For Trump, ‘a War Every Day,’ Waged Increasingly Alone

12/22/18
 
   < < Go Back
 
from The New York Times,
12/20/18:

At the midpoint of his term, the president has grown more sure of his own judgment and more isolated from anyone else’s than at any point since he took office.

When President Trump grows frustrated with advisers during meetings, which is not an uncommon occurrence, he sits back in his chair, crosses his arms and scowls. Often he erupts. “Freaking idiots!” he calls his aides. Except he uses a more pungent word than “freaking.”

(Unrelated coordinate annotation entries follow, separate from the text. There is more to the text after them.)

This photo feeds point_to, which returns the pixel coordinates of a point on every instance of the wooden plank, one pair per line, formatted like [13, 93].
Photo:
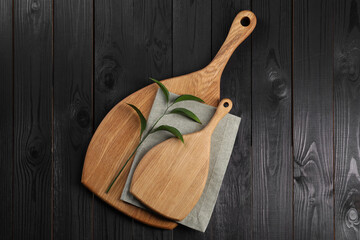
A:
[271, 123]
[313, 119]
[346, 118]
[191, 52]
[32, 119]
[73, 117]
[6, 119]
[153, 57]
[231, 218]
[113, 36]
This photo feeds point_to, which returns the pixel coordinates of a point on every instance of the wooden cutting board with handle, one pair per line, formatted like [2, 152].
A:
[171, 177]
[118, 133]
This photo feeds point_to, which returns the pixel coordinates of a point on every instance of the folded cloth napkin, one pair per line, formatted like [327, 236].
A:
[222, 142]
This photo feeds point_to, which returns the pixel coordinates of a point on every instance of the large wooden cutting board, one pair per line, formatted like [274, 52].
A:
[118, 133]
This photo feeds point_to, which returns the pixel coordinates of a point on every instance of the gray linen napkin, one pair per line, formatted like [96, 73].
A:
[222, 143]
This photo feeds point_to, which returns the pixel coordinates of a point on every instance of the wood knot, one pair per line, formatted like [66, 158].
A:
[348, 62]
[158, 50]
[35, 150]
[108, 73]
[352, 218]
[35, 6]
[83, 118]
[278, 84]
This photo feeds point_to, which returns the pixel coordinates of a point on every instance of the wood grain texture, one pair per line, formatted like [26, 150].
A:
[6, 119]
[153, 55]
[73, 121]
[171, 176]
[191, 51]
[191, 35]
[313, 119]
[231, 218]
[271, 122]
[111, 141]
[347, 115]
[113, 39]
[32, 119]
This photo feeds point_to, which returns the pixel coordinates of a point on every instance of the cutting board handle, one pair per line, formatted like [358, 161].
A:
[242, 26]
[223, 108]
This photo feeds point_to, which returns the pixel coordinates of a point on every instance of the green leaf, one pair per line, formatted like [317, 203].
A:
[170, 129]
[186, 113]
[163, 88]
[188, 97]
[141, 116]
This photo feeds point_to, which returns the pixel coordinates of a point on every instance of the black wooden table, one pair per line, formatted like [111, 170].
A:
[294, 171]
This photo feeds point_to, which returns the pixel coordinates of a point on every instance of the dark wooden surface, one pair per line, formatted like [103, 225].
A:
[294, 171]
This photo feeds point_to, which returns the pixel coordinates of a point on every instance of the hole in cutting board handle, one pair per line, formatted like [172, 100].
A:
[245, 21]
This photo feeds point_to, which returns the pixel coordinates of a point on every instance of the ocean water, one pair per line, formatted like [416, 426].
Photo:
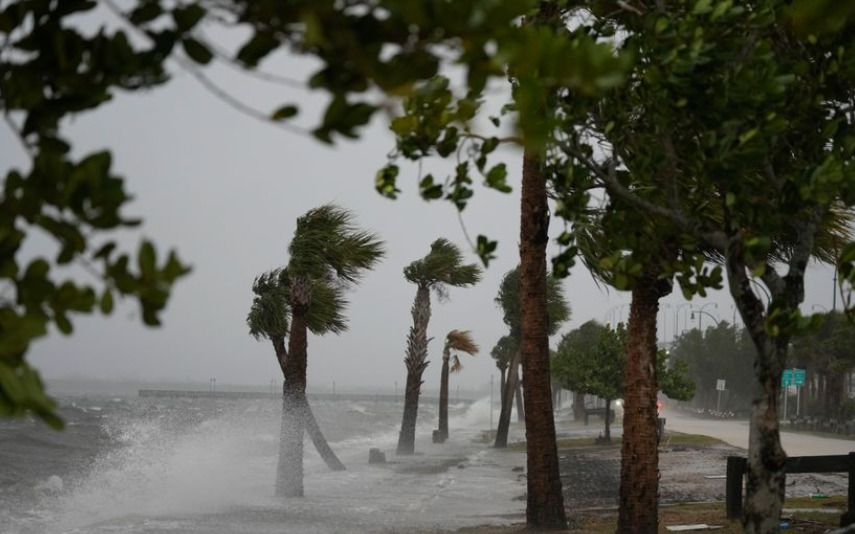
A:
[130, 465]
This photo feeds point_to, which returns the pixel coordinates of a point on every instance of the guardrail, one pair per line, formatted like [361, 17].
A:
[737, 466]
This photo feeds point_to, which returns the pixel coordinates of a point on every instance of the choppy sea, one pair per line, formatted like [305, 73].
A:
[132, 465]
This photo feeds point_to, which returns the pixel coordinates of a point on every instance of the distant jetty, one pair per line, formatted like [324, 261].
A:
[351, 397]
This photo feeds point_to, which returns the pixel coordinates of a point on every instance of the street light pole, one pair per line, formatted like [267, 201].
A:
[701, 312]
[677, 317]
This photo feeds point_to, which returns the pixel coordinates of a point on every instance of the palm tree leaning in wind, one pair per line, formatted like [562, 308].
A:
[442, 267]
[328, 254]
[458, 341]
[269, 318]
[509, 299]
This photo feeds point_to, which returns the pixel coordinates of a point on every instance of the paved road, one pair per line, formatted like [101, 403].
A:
[736, 433]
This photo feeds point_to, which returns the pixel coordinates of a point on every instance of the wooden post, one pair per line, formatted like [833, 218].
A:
[735, 471]
[848, 516]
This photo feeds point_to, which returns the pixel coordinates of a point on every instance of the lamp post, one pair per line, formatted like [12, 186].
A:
[701, 312]
[677, 317]
[834, 292]
[763, 289]
[662, 309]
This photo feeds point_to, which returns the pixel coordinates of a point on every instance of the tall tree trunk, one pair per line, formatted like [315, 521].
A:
[519, 399]
[638, 511]
[507, 403]
[416, 362]
[443, 399]
[545, 502]
[608, 421]
[764, 486]
[578, 406]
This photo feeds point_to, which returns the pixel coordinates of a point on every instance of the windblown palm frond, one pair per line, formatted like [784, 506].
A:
[443, 266]
[508, 299]
[326, 310]
[269, 316]
[327, 240]
[459, 341]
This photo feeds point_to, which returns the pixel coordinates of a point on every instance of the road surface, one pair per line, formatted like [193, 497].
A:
[735, 432]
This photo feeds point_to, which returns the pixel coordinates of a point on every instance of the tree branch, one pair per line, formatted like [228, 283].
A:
[714, 239]
[209, 85]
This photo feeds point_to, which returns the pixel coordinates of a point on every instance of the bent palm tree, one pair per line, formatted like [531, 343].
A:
[268, 318]
[459, 341]
[328, 255]
[442, 267]
[509, 299]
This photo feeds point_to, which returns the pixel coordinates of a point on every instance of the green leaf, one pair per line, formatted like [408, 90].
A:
[285, 112]
[107, 302]
[486, 249]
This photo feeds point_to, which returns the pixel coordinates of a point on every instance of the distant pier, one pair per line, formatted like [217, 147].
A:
[351, 397]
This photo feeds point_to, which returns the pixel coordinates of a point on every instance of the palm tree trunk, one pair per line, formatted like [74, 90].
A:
[289, 480]
[578, 406]
[416, 362]
[319, 440]
[289, 472]
[639, 482]
[545, 502]
[443, 400]
[507, 403]
[608, 430]
[519, 399]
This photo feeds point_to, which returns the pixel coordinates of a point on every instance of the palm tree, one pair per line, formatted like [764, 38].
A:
[329, 254]
[509, 299]
[268, 318]
[442, 267]
[460, 341]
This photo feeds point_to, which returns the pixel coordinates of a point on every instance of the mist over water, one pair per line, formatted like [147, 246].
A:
[134, 465]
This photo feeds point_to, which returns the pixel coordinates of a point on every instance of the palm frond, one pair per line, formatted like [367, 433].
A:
[443, 265]
[270, 313]
[326, 309]
[328, 240]
[461, 341]
[508, 298]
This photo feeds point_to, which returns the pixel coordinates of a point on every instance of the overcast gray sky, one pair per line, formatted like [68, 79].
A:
[225, 190]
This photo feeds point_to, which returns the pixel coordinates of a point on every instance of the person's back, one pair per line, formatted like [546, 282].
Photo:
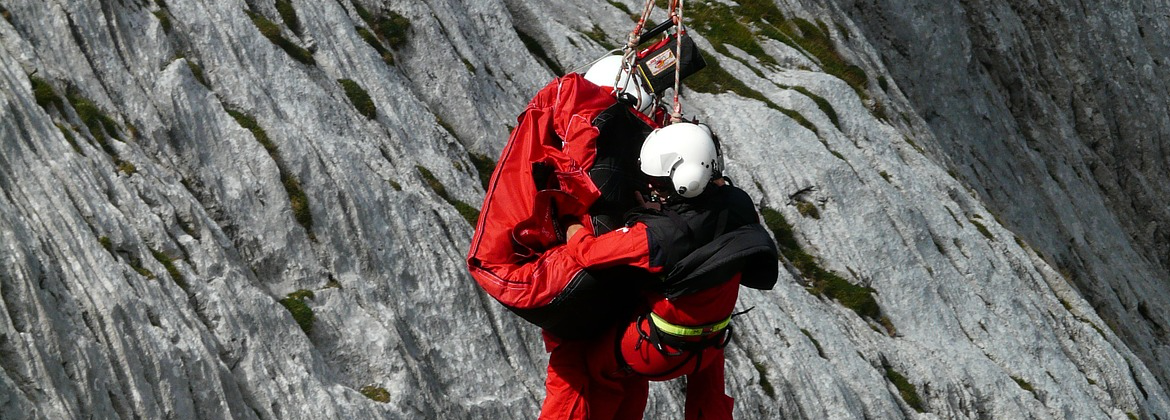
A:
[701, 238]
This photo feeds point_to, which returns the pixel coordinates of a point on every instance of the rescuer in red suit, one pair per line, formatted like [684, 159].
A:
[700, 238]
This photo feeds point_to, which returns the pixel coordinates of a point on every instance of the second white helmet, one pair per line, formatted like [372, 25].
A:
[683, 152]
[605, 73]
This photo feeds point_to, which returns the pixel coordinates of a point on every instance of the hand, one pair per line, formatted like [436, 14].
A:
[572, 229]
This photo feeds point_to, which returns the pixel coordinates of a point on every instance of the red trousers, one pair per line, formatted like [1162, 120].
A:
[587, 381]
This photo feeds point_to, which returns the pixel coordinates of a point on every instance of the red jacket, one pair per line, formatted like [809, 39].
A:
[514, 255]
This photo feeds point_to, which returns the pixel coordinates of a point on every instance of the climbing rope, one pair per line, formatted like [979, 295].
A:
[679, 31]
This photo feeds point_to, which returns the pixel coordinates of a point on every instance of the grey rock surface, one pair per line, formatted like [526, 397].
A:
[171, 174]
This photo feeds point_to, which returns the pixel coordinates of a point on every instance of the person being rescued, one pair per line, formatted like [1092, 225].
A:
[659, 288]
[700, 235]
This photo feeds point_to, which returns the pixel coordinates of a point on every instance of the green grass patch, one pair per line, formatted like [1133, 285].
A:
[101, 126]
[908, 391]
[273, 33]
[297, 199]
[814, 39]
[722, 25]
[391, 27]
[823, 282]
[372, 40]
[715, 80]
[598, 35]
[97, 122]
[763, 379]
[825, 107]
[164, 20]
[171, 269]
[537, 50]
[814, 343]
[288, 14]
[809, 210]
[198, 71]
[982, 229]
[359, 97]
[483, 166]
[126, 167]
[742, 23]
[45, 95]
[469, 213]
[1024, 385]
[376, 393]
[300, 310]
[107, 243]
[68, 135]
[623, 8]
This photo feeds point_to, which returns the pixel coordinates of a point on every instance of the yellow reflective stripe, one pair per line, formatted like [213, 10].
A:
[688, 331]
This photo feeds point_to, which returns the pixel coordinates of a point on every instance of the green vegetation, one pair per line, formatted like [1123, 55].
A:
[814, 343]
[128, 167]
[359, 97]
[623, 8]
[372, 40]
[982, 228]
[301, 311]
[68, 136]
[763, 379]
[198, 71]
[107, 243]
[484, 166]
[742, 23]
[1024, 385]
[164, 20]
[823, 282]
[45, 94]
[535, 47]
[825, 107]
[100, 126]
[598, 35]
[446, 126]
[715, 80]
[98, 123]
[469, 213]
[297, 199]
[809, 210]
[376, 393]
[908, 391]
[273, 33]
[142, 270]
[721, 25]
[288, 14]
[169, 264]
[392, 28]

For two years, Mr. Trump has waged war against his own government, convinced that people around him are fools. Angry that they resist his wishes, uninterested in the details of their briefings, he becomes especially agitated when they tell him he does not have the power to do what he wants, which makes him suspicious that they are secretly undermining him.

Now, the president who once declared that “I alone can fix” the system increasingly stands alone in a system that seems as broken as ever. The swirl of recent days — a government shutdown, spiraling scandals, tumbling stock markets, abrupt troop withdrawals and the resignation of his alienated defense secretary — has left the impression of a presidency at risk of spinning out of control.

At the midpoint of his term, Mr. Trump has grown more sure of his own judgment and more cut off from anyone else’s than at any point since taking office.